Maria Campos, president of the neighbors’ association, said many residents chose to stay despite warnings to evacuate. County officials had tried to shelter those with chronic health conditions, she said, but only about 20 to 30 residents chose to leave.
“It’s been very difficult. I’ve never seen things like this in the years I’ve lived,” said Yolanda Nuñez, 77, who has emphysema and had no power for the inhaler she uses to take her medication.
People are going to die here.
Sonia Suarez of Martin Fine Villas
The cafeteria at Robert King High had been closed since Thursday. On Wednesday, the Little Havana Activity Center delivered 150 boxes of food, but they were restricted to those on the cafeteria list. Miami-Dade workers also arrived at the apartment complex to hand out 4,600 bags of ice.
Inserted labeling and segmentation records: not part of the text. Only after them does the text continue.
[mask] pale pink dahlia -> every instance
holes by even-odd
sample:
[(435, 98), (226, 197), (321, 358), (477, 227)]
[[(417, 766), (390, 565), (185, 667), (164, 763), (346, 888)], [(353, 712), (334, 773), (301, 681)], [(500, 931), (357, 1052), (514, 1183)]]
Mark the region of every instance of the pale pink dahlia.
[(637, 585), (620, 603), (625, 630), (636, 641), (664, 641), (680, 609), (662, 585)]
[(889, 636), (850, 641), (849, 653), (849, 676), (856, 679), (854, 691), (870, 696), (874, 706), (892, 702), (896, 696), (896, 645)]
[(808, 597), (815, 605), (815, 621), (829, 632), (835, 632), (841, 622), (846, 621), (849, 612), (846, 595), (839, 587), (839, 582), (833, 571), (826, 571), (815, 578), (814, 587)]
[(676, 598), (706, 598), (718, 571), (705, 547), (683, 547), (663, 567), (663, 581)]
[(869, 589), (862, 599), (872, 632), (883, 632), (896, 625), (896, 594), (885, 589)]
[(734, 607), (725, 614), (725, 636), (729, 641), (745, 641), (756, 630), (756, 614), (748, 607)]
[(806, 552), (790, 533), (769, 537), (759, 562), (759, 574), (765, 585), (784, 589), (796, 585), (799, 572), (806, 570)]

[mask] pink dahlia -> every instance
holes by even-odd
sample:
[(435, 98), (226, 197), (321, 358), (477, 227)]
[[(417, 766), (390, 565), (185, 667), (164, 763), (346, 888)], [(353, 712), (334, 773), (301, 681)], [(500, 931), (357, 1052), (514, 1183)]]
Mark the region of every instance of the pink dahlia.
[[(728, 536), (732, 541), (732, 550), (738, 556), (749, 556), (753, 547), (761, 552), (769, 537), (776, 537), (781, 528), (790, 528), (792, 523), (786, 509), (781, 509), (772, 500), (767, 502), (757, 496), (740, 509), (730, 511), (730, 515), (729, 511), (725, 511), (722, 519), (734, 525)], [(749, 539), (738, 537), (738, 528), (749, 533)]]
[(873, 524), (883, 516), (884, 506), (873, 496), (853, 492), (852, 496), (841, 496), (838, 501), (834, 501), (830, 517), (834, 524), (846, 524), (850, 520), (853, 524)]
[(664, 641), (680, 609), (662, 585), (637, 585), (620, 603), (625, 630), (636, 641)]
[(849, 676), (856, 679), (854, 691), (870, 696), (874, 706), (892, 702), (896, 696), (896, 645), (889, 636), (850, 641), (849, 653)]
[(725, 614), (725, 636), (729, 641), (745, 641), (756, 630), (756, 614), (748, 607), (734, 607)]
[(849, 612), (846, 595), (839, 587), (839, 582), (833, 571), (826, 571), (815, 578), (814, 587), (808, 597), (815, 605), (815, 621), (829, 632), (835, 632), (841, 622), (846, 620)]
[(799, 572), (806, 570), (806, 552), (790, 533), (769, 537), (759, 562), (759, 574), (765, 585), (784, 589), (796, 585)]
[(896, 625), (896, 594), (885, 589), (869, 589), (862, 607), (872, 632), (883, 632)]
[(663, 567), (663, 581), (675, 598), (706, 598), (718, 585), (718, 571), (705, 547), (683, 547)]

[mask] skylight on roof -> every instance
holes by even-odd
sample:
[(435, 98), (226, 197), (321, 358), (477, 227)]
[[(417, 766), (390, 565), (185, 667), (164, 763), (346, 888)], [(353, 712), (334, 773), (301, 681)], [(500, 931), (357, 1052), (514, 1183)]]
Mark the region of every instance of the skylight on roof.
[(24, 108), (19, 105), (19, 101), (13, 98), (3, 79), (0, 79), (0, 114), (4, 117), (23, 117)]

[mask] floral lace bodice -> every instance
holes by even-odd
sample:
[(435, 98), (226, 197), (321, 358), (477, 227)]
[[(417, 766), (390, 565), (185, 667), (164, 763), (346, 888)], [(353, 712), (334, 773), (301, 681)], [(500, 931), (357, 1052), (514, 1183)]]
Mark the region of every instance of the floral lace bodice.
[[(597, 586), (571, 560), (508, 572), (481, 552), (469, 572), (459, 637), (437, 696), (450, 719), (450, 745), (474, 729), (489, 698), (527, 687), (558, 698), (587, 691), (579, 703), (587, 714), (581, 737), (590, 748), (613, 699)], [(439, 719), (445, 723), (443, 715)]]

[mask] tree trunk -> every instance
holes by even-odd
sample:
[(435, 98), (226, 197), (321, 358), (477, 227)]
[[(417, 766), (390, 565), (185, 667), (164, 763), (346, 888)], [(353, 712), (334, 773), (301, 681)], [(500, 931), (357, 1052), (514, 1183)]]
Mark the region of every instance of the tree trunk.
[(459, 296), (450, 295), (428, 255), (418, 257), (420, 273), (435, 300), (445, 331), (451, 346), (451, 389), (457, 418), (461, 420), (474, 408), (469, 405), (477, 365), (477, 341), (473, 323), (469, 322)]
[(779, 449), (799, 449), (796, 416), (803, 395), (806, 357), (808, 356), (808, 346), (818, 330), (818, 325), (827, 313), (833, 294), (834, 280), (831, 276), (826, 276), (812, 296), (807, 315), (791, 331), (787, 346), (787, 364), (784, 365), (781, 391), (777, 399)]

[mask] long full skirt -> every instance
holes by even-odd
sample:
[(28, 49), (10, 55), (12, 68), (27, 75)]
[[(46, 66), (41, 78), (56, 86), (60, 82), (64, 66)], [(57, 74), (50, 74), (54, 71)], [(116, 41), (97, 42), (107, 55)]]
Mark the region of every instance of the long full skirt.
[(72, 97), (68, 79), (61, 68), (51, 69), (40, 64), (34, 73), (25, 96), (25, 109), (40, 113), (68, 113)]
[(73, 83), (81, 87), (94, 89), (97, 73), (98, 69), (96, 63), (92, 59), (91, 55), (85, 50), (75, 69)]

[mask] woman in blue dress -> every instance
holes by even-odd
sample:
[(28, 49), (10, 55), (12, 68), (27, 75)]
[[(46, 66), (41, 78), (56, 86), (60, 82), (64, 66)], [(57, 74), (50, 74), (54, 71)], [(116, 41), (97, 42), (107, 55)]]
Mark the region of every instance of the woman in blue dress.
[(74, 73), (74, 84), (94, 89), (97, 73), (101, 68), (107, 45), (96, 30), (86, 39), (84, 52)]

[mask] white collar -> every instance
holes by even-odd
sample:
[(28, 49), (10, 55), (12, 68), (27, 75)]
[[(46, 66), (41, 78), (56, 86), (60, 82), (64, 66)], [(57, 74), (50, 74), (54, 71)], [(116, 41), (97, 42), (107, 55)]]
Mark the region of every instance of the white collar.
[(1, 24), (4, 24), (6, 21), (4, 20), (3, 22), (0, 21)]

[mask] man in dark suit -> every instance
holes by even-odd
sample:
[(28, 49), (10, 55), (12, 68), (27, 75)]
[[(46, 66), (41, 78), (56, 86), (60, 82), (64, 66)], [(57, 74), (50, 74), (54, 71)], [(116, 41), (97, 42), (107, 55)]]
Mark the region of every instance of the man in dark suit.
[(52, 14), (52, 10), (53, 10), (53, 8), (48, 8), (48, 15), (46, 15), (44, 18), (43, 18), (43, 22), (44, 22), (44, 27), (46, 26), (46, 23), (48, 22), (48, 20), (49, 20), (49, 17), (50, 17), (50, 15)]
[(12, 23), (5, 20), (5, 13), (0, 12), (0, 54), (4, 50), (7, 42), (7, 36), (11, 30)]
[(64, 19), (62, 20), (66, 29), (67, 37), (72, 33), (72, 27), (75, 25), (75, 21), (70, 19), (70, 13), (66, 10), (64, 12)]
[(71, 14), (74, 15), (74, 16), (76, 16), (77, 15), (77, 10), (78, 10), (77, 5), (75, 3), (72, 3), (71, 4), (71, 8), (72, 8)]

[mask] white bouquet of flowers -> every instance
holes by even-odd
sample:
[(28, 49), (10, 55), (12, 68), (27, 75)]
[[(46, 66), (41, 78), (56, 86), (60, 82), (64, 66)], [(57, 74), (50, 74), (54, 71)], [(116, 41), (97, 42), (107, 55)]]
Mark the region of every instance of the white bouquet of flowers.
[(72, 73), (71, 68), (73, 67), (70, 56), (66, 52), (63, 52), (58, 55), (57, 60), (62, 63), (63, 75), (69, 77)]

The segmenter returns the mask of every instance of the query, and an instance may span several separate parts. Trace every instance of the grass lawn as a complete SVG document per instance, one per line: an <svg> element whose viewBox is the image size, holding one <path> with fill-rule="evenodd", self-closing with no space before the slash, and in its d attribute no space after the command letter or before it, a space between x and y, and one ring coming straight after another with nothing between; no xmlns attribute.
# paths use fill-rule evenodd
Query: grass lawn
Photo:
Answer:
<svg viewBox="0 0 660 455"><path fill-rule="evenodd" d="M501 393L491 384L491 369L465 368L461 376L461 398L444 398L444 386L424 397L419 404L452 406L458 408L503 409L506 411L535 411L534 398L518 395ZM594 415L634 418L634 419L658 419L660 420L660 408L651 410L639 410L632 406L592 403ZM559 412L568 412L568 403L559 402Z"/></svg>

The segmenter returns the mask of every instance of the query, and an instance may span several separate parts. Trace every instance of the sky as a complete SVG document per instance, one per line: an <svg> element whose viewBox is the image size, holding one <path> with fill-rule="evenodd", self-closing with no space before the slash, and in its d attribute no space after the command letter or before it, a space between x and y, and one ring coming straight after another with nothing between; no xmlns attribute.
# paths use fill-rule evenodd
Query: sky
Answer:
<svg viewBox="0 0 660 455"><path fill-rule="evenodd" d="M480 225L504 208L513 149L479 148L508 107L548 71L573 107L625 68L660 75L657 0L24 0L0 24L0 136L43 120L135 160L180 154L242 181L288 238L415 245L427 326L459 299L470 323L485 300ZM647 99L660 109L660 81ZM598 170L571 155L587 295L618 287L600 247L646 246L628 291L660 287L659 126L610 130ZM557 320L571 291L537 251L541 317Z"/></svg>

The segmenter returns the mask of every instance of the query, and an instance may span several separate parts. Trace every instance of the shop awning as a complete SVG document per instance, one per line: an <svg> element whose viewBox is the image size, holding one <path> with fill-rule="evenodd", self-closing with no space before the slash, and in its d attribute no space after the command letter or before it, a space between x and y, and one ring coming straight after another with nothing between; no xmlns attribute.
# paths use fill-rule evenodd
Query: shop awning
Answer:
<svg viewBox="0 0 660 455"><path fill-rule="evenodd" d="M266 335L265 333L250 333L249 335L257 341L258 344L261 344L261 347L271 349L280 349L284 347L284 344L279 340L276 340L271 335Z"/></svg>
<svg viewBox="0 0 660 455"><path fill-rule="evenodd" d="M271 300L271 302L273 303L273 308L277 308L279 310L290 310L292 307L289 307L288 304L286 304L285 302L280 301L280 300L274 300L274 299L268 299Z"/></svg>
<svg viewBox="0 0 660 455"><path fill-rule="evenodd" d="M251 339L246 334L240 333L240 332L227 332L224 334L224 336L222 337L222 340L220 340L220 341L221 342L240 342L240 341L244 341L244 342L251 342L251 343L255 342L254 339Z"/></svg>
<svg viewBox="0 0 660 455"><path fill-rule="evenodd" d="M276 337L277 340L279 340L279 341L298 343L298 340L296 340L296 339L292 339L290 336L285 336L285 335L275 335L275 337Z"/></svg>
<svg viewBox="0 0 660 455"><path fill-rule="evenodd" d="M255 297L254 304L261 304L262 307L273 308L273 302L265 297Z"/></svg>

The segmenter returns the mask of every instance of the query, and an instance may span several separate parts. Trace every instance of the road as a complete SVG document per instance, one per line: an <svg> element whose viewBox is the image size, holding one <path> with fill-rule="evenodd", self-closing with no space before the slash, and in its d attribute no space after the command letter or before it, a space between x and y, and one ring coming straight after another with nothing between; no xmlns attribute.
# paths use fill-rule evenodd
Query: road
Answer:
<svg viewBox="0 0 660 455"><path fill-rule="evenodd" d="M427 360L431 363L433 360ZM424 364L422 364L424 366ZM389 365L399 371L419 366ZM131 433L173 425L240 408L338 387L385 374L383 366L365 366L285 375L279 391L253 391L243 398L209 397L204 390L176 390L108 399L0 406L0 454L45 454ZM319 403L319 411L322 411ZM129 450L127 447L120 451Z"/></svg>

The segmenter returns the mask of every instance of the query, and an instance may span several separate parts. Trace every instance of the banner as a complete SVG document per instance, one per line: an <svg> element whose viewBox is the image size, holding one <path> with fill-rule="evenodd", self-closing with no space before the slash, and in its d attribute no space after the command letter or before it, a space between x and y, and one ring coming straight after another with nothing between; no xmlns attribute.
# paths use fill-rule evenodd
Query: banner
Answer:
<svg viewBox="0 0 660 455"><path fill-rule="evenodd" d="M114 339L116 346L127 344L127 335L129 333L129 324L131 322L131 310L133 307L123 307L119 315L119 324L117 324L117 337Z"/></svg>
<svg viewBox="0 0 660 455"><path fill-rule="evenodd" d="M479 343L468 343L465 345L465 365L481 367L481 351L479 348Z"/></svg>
Gloria Pacheco had been able to refill her prescriptions before the storm, but said all of the food in her refrigerator had spoiled due to the power outage. She went two days without eating, she said, before Miami officials delivered food and water on Tuesday.
At nearby Martin Fine Villas, no power meant no functioning medical equipment.
Cristobal Garcia, 67, sat in his apartment, shirtless, in an electric wheelchair that was nearly out of juice. The only light in his apartment came from the open door. Without electricity, Garcia was unable to run his oxygen machine, and he tried desperately to keep his insulin cool with ice.
“It’s already warm,” he said, opening the refrigerator to expose a shelf full of insulin bottles.
At the Hollywood Beach Retirement Home in Broward, administrator Mila Goldin said the power may not return until Sunday. Already, she said, two residents — one on dialysis and another whose leg had swollen rapidly — had been evacuated to the hospital.
On Wednesday, the retirement home received a generator that Goldin hopes can power two to three rooms. But Goldin is not sure that will be enough.
As she checked on patients, their brows slicked with sweat, Goldin said they could not wait until Sunday to have power restored.
“I don’t know what’s going to happen with them til Sunday,” she said. “Look at them, they’re getting weaker by the day.”
At Century Village in Pembroke Pines, power remained out for more than half of the 15,000 residents of the planned retirement community, one of the largest in the state.
Elderly residents are trapped in second-, third- and fourth-floor apartments, with no air conditioning or access to food.
“These people are basically prisoners in their own apartments,” said Charlie Dodge, the long-time city manager for Pembroke Pines. “These are very vulnerable people.”
Dodge said the city set up a command center at Century Village, where city officials handed out ice, water and food to residents. Pembroke Pines police also have been going door to door with building managers to check on stranded residents. They deliver about 8,000 hot meals a day.
“We’re there in full force and we’ll remain there until power is restored,” Dodge said. “We’re trying our best to stay on top of it.”
Florida Power & Light told employees electricity could be restored as soon as Saturday, said Larry Bomse, who runs social media and the website for the retirement community. That leaves thousands of residents who rely on the elevators to get around stuck inside their apartments, fielding calls from worried family and friends.
“I got 300 phone calls yesterday and I'm already up to 300 today,” Bomse said Wednesday afternoon. “People just want their power back as soon as possible.”
Miami Herald staff writers Monique O. Madan and Caitlin Ostroff contributed to this report.